EI Economists and Co-Authors Post Article on Supreme Court Decision in Actavis.

Barry Harris, Michael Baumann and Matthew Wright, along with their co-authors, have posted on SSRN a draft article addressing the Supreme Court’s recent Actavis opinion.  The SSRN article can be downloaded at http://papers.ssrn.com/sol3/papers.cfm?abstract_id=2387863.

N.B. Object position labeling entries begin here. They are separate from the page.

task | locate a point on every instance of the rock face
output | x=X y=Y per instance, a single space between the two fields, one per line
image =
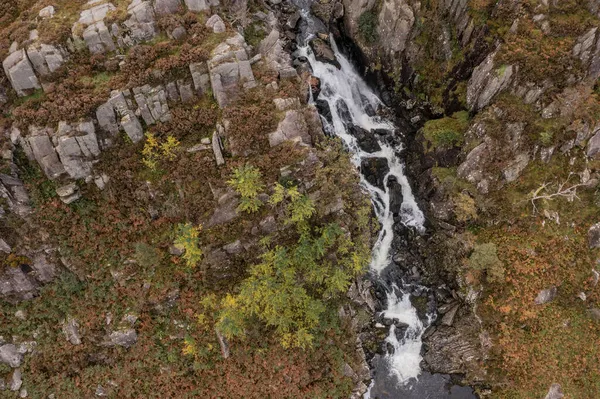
x=545 y=296
x=23 y=282
x=197 y=5
x=71 y=331
x=10 y=355
x=163 y=7
x=95 y=34
x=487 y=81
x=20 y=72
x=396 y=19
x=140 y=24
x=272 y=50
x=76 y=147
x=45 y=58
x=593 y=148
x=292 y=127
x=229 y=70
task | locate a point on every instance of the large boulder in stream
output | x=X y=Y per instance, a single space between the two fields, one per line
x=366 y=140
x=375 y=170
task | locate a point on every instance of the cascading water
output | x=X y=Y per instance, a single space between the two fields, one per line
x=350 y=106
x=350 y=101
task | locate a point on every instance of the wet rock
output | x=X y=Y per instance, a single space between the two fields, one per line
x=292 y=127
x=323 y=52
x=448 y=318
x=20 y=73
x=555 y=392
x=375 y=170
x=395 y=193
x=10 y=355
x=594 y=236
x=545 y=296
x=71 y=330
x=366 y=140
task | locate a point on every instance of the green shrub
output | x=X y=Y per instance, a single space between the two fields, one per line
x=367 y=26
x=146 y=255
x=484 y=259
x=187 y=239
x=290 y=288
x=447 y=132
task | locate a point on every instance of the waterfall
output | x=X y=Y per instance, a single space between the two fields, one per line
x=351 y=103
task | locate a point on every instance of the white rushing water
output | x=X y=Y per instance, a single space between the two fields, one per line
x=346 y=85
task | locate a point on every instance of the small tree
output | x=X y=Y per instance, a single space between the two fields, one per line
x=485 y=259
x=187 y=239
x=246 y=180
x=155 y=150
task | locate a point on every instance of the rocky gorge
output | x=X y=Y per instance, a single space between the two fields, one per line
x=124 y=122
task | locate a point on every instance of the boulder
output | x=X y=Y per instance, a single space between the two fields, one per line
x=10 y=355
x=107 y=119
x=200 y=76
x=216 y=145
x=292 y=127
x=163 y=7
x=197 y=5
x=71 y=330
x=555 y=392
x=487 y=81
x=46 y=12
x=594 y=236
x=98 y=38
x=323 y=52
x=140 y=24
x=226 y=209
x=20 y=72
x=374 y=170
x=395 y=22
x=15 y=194
x=68 y=193
x=77 y=146
x=16 y=380
x=40 y=147
x=152 y=104
x=45 y=58
x=216 y=24
x=545 y=296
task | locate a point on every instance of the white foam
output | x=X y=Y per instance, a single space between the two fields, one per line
x=347 y=85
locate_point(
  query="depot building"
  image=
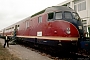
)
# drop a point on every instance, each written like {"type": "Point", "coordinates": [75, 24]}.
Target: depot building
{"type": "Point", "coordinates": [82, 7]}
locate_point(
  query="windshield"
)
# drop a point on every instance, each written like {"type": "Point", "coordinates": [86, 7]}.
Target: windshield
{"type": "Point", "coordinates": [67, 15]}
{"type": "Point", "coordinates": [58, 15]}
{"type": "Point", "coordinates": [75, 15]}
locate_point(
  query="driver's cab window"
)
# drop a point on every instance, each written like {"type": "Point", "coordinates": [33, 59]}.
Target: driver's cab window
{"type": "Point", "coordinates": [50, 16]}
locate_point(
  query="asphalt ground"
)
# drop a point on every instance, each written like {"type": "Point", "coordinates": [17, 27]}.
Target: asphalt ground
{"type": "Point", "coordinates": [24, 53]}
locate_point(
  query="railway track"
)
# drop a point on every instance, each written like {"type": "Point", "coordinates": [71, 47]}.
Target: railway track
{"type": "Point", "coordinates": [56, 55]}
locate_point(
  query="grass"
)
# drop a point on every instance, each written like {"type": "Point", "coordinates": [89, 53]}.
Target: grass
{"type": "Point", "coordinates": [5, 54]}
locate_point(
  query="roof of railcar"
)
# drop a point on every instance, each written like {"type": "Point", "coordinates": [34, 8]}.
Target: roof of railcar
{"type": "Point", "coordinates": [54, 8]}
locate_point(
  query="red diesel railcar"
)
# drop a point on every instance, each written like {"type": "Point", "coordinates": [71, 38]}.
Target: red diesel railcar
{"type": "Point", "coordinates": [54, 26]}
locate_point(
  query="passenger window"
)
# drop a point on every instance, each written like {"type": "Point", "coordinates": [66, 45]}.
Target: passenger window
{"type": "Point", "coordinates": [50, 16]}
{"type": "Point", "coordinates": [58, 15]}
{"type": "Point", "coordinates": [39, 19]}
{"type": "Point", "coordinates": [68, 15]}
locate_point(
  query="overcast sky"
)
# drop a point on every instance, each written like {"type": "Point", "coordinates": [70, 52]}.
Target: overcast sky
{"type": "Point", "coordinates": [12, 11]}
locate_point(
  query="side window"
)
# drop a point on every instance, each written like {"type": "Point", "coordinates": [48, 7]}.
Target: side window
{"type": "Point", "coordinates": [67, 15]}
{"type": "Point", "coordinates": [27, 24]}
{"type": "Point", "coordinates": [58, 15]}
{"type": "Point", "coordinates": [50, 16]}
{"type": "Point", "coordinates": [39, 19]}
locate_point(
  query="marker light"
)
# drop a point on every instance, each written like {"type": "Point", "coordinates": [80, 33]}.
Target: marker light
{"type": "Point", "coordinates": [68, 31]}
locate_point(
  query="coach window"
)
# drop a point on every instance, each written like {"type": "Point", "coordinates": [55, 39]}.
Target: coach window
{"type": "Point", "coordinates": [27, 24]}
{"type": "Point", "coordinates": [67, 15]}
{"type": "Point", "coordinates": [50, 16]}
{"type": "Point", "coordinates": [39, 19]}
{"type": "Point", "coordinates": [58, 15]}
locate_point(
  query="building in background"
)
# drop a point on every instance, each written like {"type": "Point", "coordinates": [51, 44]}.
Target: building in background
{"type": "Point", "coordinates": [82, 7]}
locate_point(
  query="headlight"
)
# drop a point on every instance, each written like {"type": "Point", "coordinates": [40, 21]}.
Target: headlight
{"type": "Point", "coordinates": [68, 31]}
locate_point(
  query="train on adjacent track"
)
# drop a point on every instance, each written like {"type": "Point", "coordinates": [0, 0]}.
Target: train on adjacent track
{"type": "Point", "coordinates": [56, 26]}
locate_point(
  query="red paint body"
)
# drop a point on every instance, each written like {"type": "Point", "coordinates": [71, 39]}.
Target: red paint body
{"type": "Point", "coordinates": [48, 28]}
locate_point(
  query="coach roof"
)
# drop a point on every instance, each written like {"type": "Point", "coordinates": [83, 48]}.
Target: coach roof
{"type": "Point", "coordinates": [54, 8]}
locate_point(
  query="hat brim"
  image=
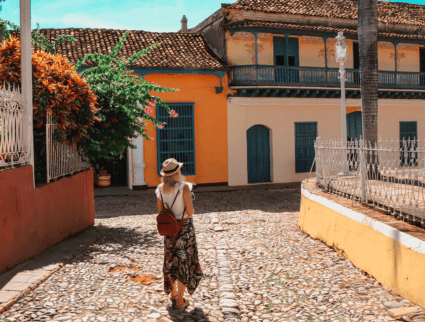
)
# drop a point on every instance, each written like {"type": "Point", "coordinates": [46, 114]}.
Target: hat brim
{"type": "Point", "coordinates": [174, 172]}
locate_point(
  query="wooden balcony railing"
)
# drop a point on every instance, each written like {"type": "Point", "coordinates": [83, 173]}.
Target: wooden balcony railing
{"type": "Point", "coordinates": [316, 76]}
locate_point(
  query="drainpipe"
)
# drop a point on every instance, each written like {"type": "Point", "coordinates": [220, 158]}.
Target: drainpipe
{"type": "Point", "coordinates": [26, 77]}
{"type": "Point", "coordinates": [184, 24]}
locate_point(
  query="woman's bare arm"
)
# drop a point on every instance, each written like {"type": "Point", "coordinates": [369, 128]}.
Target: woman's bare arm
{"type": "Point", "coordinates": [159, 204]}
{"type": "Point", "coordinates": [187, 198]}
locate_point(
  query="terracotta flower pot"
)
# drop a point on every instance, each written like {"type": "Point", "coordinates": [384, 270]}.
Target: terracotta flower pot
{"type": "Point", "coordinates": [104, 180]}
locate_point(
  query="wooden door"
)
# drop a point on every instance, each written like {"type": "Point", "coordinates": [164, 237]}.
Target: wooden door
{"type": "Point", "coordinates": [258, 144]}
{"type": "Point", "coordinates": [354, 126]}
{"type": "Point", "coordinates": [287, 74]}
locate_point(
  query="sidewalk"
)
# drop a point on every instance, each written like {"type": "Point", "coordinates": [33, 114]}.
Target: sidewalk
{"type": "Point", "coordinates": [26, 276]}
{"type": "Point", "coordinates": [124, 191]}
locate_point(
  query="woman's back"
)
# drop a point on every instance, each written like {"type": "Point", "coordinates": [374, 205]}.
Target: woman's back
{"type": "Point", "coordinates": [168, 197]}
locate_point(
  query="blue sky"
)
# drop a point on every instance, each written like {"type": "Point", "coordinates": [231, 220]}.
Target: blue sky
{"type": "Point", "coordinates": [153, 15]}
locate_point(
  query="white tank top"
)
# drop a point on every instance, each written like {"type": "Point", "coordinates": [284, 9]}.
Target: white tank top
{"type": "Point", "coordinates": [178, 206]}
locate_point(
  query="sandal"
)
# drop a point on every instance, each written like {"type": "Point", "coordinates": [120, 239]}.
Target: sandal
{"type": "Point", "coordinates": [183, 306]}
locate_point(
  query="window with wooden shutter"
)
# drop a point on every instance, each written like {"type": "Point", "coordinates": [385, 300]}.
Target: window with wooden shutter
{"type": "Point", "coordinates": [408, 131]}
{"type": "Point", "coordinates": [305, 134]}
{"type": "Point", "coordinates": [177, 138]}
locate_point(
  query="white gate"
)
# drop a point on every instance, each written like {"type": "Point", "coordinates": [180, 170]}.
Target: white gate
{"type": "Point", "coordinates": [12, 120]}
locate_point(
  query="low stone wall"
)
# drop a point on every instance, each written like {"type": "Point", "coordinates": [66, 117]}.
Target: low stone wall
{"type": "Point", "coordinates": [32, 220]}
{"type": "Point", "coordinates": [393, 252]}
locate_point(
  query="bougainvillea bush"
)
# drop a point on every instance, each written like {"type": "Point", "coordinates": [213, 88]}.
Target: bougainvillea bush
{"type": "Point", "coordinates": [125, 104]}
{"type": "Point", "coordinates": [56, 87]}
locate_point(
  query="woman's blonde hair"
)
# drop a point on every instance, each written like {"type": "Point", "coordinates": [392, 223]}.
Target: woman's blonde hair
{"type": "Point", "coordinates": [170, 181]}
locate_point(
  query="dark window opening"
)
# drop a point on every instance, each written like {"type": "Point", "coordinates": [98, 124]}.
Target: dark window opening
{"type": "Point", "coordinates": [280, 60]}
{"type": "Point", "coordinates": [291, 60]}
{"type": "Point", "coordinates": [177, 139]}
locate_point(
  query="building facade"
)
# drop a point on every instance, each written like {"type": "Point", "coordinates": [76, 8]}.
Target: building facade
{"type": "Point", "coordinates": [284, 89]}
{"type": "Point", "coordinates": [198, 136]}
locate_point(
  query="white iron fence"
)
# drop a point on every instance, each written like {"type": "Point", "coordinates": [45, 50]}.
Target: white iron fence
{"type": "Point", "coordinates": [389, 176]}
{"type": "Point", "coordinates": [12, 113]}
{"type": "Point", "coordinates": [62, 159]}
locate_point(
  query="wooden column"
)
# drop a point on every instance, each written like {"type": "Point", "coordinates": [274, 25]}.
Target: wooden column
{"type": "Point", "coordinates": [325, 38]}
{"type": "Point", "coordinates": [26, 76]}
{"type": "Point", "coordinates": [256, 48]}
{"type": "Point", "coordinates": [286, 48]}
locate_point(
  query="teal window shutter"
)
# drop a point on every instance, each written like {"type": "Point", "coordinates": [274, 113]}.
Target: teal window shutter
{"type": "Point", "coordinates": [177, 138]}
{"type": "Point", "coordinates": [305, 134]}
{"type": "Point", "coordinates": [408, 131]}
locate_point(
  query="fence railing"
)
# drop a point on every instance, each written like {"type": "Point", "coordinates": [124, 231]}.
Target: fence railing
{"type": "Point", "coordinates": [12, 135]}
{"type": "Point", "coordinates": [317, 76]}
{"type": "Point", "coordinates": [390, 176]}
{"type": "Point", "coordinates": [62, 159]}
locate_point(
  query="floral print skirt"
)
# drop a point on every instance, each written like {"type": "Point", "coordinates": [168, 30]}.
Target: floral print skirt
{"type": "Point", "coordinates": [181, 259]}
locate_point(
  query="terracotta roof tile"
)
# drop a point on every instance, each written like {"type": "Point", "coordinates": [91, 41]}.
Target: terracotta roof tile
{"type": "Point", "coordinates": [389, 12]}
{"type": "Point", "coordinates": [252, 23]}
{"type": "Point", "coordinates": [176, 50]}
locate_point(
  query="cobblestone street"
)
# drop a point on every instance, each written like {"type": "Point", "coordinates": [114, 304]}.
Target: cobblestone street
{"type": "Point", "coordinates": [258, 266]}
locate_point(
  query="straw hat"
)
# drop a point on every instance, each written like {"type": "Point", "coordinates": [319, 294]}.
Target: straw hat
{"type": "Point", "coordinates": [170, 167]}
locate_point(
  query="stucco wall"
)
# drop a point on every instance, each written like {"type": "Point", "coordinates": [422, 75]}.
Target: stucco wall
{"type": "Point", "coordinates": [210, 125]}
{"type": "Point", "coordinates": [391, 256]}
{"type": "Point", "coordinates": [32, 220]}
{"type": "Point", "coordinates": [280, 114]}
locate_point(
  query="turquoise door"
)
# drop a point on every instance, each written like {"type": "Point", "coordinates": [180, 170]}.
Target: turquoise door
{"type": "Point", "coordinates": [354, 126]}
{"type": "Point", "coordinates": [286, 75]}
{"type": "Point", "coordinates": [258, 141]}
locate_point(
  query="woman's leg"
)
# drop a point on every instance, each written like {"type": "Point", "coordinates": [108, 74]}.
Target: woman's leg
{"type": "Point", "coordinates": [180, 293]}
{"type": "Point", "coordinates": [174, 291]}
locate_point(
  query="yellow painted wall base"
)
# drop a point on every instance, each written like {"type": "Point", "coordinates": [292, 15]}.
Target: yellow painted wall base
{"type": "Point", "coordinates": [387, 260]}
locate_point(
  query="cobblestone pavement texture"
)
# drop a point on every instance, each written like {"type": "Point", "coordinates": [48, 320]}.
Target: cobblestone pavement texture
{"type": "Point", "coordinates": [258, 266]}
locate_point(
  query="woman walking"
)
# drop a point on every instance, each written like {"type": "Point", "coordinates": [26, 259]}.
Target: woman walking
{"type": "Point", "coordinates": [181, 264]}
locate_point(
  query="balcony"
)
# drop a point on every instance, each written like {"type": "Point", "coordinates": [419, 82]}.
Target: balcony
{"type": "Point", "coordinates": [266, 75]}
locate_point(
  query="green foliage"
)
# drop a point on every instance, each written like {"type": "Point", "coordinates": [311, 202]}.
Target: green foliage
{"type": "Point", "coordinates": [125, 104]}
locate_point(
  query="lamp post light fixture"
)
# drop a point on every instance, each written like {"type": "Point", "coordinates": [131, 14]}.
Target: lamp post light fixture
{"type": "Point", "coordinates": [341, 56]}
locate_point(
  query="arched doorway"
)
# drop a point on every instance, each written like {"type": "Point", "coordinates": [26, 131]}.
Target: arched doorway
{"type": "Point", "coordinates": [258, 144]}
{"type": "Point", "coordinates": [354, 125]}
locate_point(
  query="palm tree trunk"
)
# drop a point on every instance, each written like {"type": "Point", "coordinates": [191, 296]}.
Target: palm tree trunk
{"type": "Point", "coordinates": [368, 50]}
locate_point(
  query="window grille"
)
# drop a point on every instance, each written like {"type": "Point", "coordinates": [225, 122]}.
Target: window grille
{"type": "Point", "coordinates": [177, 138]}
{"type": "Point", "coordinates": [305, 134]}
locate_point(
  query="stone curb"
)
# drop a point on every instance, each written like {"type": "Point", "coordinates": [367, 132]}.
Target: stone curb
{"type": "Point", "coordinates": [227, 302]}
{"type": "Point", "coordinates": [13, 301]}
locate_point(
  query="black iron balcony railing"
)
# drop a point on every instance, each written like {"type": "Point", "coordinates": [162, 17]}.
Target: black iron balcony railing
{"type": "Point", "coordinates": [316, 76]}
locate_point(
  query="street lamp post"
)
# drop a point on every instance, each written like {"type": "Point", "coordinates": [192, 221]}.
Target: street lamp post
{"type": "Point", "coordinates": [341, 56]}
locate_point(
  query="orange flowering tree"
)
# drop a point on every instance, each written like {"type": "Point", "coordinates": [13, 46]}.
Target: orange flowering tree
{"type": "Point", "coordinates": [57, 87]}
{"type": "Point", "coordinates": [125, 104]}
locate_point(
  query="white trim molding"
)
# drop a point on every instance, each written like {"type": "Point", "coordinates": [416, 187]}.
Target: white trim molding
{"type": "Point", "coordinates": [393, 233]}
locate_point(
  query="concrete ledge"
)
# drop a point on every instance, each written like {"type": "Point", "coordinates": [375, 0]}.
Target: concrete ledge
{"type": "Point", "coordinates": [368, 240]}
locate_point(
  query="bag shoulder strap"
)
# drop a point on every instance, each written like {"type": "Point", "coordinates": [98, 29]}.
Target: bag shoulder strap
{"type": "Point", "coordinates": [162, 200]}
{"type": "Point", "coordinates": [178, 191]}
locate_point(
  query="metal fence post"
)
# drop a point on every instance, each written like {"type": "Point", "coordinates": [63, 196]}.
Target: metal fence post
{"type": "Point", "coordinates": [318, 152]}
{"type": "Point", "coordinates": [362, 170]}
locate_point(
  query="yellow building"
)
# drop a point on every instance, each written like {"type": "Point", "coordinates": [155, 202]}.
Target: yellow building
{"type": "Point", "coordinates": [198, 136]}
{"type": "Point", "coordinates": [284, 89]}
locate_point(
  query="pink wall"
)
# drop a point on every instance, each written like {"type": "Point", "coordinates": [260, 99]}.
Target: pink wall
{"type": "Point", "coordinates": [32, 220]}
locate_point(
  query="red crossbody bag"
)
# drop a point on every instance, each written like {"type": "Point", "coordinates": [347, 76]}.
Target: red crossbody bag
{"type": "Point", "coordinates": [166, 221]}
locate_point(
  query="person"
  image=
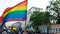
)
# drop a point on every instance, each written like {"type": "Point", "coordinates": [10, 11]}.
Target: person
{"type": "Point", "coordinates": [25, 32]}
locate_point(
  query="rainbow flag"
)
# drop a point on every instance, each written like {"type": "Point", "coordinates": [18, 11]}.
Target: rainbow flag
{"type": "Point", "coordinates": [16, 13]}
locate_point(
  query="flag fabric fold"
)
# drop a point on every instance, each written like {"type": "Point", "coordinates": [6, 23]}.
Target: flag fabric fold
{"type": "Point", "coordinates": [16, 13]}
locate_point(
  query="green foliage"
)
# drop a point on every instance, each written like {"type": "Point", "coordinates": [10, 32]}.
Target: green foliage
{"type": "Point", "coordinates": [39, 18]}
{"type": "Point", "coordinates": [55, 7]}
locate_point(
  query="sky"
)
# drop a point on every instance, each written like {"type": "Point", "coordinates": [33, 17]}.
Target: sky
{"type": "Point", "coordinates": [31, 3]}
{"type": "Point", "coordinates": [35, 3]}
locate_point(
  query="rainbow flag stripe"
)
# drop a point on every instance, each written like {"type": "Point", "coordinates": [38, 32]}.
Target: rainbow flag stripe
{"type": "Point", "coordinates": [16, 13]}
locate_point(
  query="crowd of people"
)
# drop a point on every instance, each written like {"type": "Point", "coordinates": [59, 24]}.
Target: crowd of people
{"type": "Point", "coordinates": [17, 32]}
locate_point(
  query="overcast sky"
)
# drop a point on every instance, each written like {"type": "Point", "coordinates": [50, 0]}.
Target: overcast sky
{"type": "Point", "coordinates": [10, 3]}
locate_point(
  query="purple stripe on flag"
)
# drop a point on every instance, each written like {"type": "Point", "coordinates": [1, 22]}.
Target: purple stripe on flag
{"type": "Point", "coordinates": [16, 19]}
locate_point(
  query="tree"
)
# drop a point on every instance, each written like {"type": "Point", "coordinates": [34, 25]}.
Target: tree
{"type": "Point", "coordinates": [54, 8]}
{"type": "Point", "coordinates": [40, 18]}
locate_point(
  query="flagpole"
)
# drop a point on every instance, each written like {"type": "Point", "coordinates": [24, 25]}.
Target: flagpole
{"type": "Point", "coordinates": [25, 20]}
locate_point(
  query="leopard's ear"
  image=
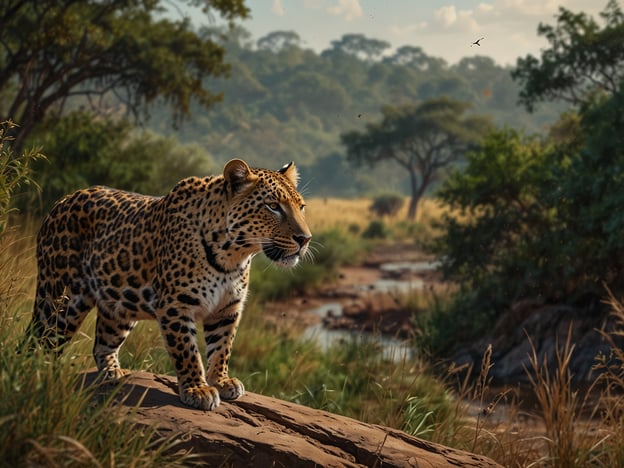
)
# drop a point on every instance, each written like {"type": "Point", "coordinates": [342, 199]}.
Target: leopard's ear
{"type": "Point", "coordinates": [291, 173]}
{"type": "Point", "coordinates": [239, 176]}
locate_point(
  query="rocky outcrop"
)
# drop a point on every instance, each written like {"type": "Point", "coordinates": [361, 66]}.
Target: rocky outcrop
{"type": "Point", "coordinates": [545, 327]}
{"type": "Point", "coordinates": [261, 431]}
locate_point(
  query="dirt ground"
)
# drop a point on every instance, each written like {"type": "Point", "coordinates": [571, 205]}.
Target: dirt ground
{"type": "Point", "coordinates": [365, 307]}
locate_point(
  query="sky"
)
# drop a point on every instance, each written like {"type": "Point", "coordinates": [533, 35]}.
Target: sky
{"type": "Point", "coordinates": [442, 28]}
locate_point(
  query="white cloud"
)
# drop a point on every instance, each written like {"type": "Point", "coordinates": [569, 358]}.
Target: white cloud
{"type": "Point", "coordinates": [277, 8]}
{"type": "Point", "coordinates": [350, 9]}
{"type": "Point", "coordinates": [448, 17]}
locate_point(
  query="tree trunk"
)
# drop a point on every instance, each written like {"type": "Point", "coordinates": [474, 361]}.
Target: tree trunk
{"type": "Point", "coordinates": [261, 431]}
{"type": "Point", "coordinates": [416, 194]}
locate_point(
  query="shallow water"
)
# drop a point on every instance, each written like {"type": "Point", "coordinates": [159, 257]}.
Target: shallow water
{"type": "Point", "coordinates": [394, 349]}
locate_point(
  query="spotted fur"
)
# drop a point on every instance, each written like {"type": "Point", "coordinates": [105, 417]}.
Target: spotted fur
{"type": "Point", "coordinates": [182, 259]}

ABSTRACT:  In FTC v. Actavis, Inc. the Supreme Court asked whether a patent settlement agreement involving a so-called “reverse payment” from a patent holder to an alleged infringer of a pharmaceutical patent “can sometimes unreasonably diminish competition in violation of the antitrust laws.” Edlin, Hemphill, Hovenkamp, and Shapiro (2013) propose a method of evaluating the competitive effects of reverse payment settlement agreements that compares the magnitude of the reverse payment to the sum of the patent holder’s prospective litigation costs and the value of services provided by the alleged infringer to the patent holder. This paper shows that the method proposed by Edlin et al. holds only under limited conditions. This paper also identifies conditions where a reverse payment in excess of litigation costs may lead to earlier generic entry and would be pro-competitive. In addition to avoided litigation costs, relevant factors in evaluating patent settlements involving a reverse payment may include inter alia the risk-tolerance of the parties, the level of the drug’s sales, the parties’ expectations and information asymmetries related to future competition for the drug, the parties’ subjective views of the likely outcome of the litigation, the parties’ differences in time-values of money, the applicability of Hatch-Waxman first-filer exclusivity, the relative size of the alleged net reverse payment, and the extent of the alleged delay and associated diminution of competition.